There is an additional reason beyond the statute’s text and purpose that the majority view is the right one: the Constitution’s guarantee of access to the courts.  As CAC has explained in an amicus brief urging the Supreme Court to hear Coleman-Bey and address this issue, the Framers conferred broad power on the federal courts to ensure that they would be able to protect individual liberty and ensure compliance with the Constitution and the nation’s laws.  Reflecting the Framers’ vision, the Supreme Court has repeatedly recognized that all people, including prisoners and the indigent, must have meaningful access to the courts to present fundamental constitutional claims.  As the Court explained in Smith v. Bennett (1961), “to interpose any financial consideration between an indigent prisoner of the State and his exercise of a state right to sue for his liberty is to deny that prisoner the equal protection of the laws.”  

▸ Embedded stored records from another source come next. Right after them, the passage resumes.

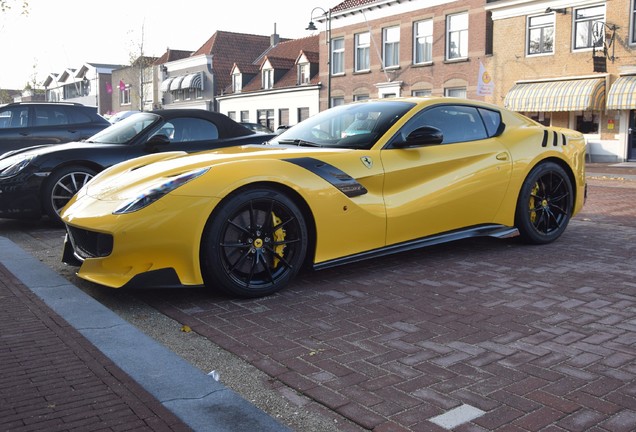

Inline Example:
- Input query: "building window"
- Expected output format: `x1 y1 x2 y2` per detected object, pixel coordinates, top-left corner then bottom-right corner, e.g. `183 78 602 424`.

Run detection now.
331 96 344 107
411 90 433 97
576 111 599 134
297 107 309 123
119 84 130 105
263 69 274 90
413 19 433 64
298 63 311 85
527 13 554 55
574 5 605 50
446 12 468 60
444 87 466 98
382 26 400 68
629 0 636 44
331 38 344 75
256 110 274 130
355 32 371 72
232 74 243 93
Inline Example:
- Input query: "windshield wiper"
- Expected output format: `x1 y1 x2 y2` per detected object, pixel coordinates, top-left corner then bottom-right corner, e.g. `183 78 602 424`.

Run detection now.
278 138 322 147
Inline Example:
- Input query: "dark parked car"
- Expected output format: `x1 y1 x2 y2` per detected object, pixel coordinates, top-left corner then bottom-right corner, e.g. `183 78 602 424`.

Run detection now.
0 102 110 154
0 109 275 221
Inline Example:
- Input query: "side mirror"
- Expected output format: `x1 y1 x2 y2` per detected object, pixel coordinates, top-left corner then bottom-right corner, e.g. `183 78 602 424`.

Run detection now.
146 134 170 147
393 126 444 148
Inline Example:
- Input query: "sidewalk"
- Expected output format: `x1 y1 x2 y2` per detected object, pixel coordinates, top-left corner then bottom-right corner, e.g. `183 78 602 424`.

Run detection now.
0 237 289 432
0 163 636 432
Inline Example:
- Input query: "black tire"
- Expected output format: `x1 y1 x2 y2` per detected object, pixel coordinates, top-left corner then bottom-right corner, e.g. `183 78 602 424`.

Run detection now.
42 166 96 223
201 188 307 298
515 162 574 244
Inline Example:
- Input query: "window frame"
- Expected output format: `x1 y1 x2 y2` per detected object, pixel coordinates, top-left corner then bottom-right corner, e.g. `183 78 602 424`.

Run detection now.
572 3 607 52
413 18 434 65
444 12 470 61
526 12 556 57
353 31 371 72
382 25 400 69
329 37 345 76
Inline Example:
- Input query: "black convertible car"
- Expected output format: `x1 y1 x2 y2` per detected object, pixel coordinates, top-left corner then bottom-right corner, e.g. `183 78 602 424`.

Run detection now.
0 109 275 221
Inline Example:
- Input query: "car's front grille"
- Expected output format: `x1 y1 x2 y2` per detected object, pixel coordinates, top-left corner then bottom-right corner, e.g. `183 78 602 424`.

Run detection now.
66 225 113 259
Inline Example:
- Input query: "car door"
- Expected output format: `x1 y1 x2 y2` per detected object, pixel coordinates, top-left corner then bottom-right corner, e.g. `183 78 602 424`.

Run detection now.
0 105 35 154
381 105 512 245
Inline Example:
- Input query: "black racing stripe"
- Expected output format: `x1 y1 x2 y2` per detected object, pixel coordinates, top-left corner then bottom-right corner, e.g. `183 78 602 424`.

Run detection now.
284 158 368 198
541 130 548 147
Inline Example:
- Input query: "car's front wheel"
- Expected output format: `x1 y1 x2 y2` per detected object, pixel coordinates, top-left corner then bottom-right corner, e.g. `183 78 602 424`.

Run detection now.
515 162 574 244
201 188 308 297
42 166 96 223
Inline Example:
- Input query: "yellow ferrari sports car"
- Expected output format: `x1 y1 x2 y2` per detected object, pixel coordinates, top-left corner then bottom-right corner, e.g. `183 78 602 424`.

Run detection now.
61 98 586 297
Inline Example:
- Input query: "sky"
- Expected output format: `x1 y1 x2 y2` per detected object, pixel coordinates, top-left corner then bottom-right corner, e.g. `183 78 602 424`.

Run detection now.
0 0 328 90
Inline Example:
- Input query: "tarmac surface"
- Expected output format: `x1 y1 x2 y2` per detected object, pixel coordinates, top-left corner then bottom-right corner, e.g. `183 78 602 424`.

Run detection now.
0 163 636 432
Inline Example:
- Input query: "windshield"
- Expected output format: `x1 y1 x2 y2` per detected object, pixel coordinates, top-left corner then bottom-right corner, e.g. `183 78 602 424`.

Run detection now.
88 112 161 144
269 101 415 149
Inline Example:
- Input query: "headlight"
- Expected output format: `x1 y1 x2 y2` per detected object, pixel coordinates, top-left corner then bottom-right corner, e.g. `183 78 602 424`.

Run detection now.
113 168 209 214
0 155 35 178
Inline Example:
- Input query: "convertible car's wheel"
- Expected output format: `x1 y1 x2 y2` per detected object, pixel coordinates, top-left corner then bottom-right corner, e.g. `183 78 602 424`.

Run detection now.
516 162 574 244
201 188 307 297
42 166 95 223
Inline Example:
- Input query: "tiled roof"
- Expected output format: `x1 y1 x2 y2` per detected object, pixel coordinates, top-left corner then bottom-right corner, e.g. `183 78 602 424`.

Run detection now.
331 0 378 13
192 31 284 93
238 35 319 92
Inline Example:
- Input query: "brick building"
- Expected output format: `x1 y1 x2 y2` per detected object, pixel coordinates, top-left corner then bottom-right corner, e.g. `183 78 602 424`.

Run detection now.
314 0 491 109
486 0 636 162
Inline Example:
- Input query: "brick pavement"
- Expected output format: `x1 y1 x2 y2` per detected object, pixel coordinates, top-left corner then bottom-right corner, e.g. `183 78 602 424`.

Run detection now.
0 264 191 432
137 174 636 432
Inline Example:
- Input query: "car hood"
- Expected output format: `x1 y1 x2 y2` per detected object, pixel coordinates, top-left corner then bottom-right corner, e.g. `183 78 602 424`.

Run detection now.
0 141 115 160
84 145 355 200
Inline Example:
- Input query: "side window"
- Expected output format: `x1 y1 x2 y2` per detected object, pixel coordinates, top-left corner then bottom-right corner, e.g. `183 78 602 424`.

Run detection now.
0 107 29 129
171 118 219 142
479 108 502 137
35 106 69 126
400 105 489 144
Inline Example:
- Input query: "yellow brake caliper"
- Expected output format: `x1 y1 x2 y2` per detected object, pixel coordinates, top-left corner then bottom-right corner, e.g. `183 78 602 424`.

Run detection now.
529 183 539 224
272 212 285 268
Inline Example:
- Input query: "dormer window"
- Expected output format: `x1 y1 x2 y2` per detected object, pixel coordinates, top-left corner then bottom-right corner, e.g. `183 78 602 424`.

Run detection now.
298 63 311 85
263 69 274 90
232 73 243 93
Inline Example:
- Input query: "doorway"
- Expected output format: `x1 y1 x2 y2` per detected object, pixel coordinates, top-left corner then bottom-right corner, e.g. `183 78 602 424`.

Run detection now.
627 110 636 161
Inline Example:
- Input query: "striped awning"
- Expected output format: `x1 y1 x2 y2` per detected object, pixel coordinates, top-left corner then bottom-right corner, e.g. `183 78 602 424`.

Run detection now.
159 77 174 92
181 72 203 90
170 75 183 91
504 78 605 112
607 75 636 109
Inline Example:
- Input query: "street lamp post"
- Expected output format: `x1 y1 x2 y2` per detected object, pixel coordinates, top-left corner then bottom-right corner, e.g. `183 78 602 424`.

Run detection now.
305 7 331 108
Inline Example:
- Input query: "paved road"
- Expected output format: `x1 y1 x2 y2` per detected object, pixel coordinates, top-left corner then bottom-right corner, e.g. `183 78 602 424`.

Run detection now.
0 167 636 432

Given the Constitution’s fundamental guarantee of access to the courts, the “three strikes” provision of the PLRA could raise serious constitutional concerns even when all three “strikes” are final.  As Judge David Tatel of the D.C. Circuit recently wrote in an opinion (interestingly, a concurrence to his own majority opinion), the “three strikes” provision of the PLRA threatens to impose a “‘total barrier’ to [prisoners] bringing their claims” by requiring even those prisoners who are bringing claims involving fundamental constitutional rights “to pay all filing fees upfront.”  At the very least, the provision certainly raises serious constitutional concerns if a dismissal constitutes a “strike” while it remains subject to reversal on appeal.  These serious constitutional concerns present an additional reason why a dismissal should not count as a “strike” until it has been affirmed on appeal or the time for appellate review has lapsed.  But unless the Supreme Court grants review, a non-final dismissal will continue to count as a “strike” in states in the Sixth and Seventh Circuits (that is, in roughly half a dozen states, including Michigan, Illinois, and Ohio).  Whether an indigent prisoner can access the courts shouldn’t turn on where he lives.  The Supreme Court should hear Coleman-Bey v. Tollefson and hold that a non-final dismissal doesn’t count as a “strike” for purposes of the PLRA’s “three strikes” provision. 

As we head into June, we’re likely to see a number of decisions producing disagreement among the Justices, much of it breaking down along partisan lines.  As the results in the lower courts demonstrate, however, if the Justices agree to hear Coleman-Bey, they’ll have at least one case on their docket for next Term that shouldn’t.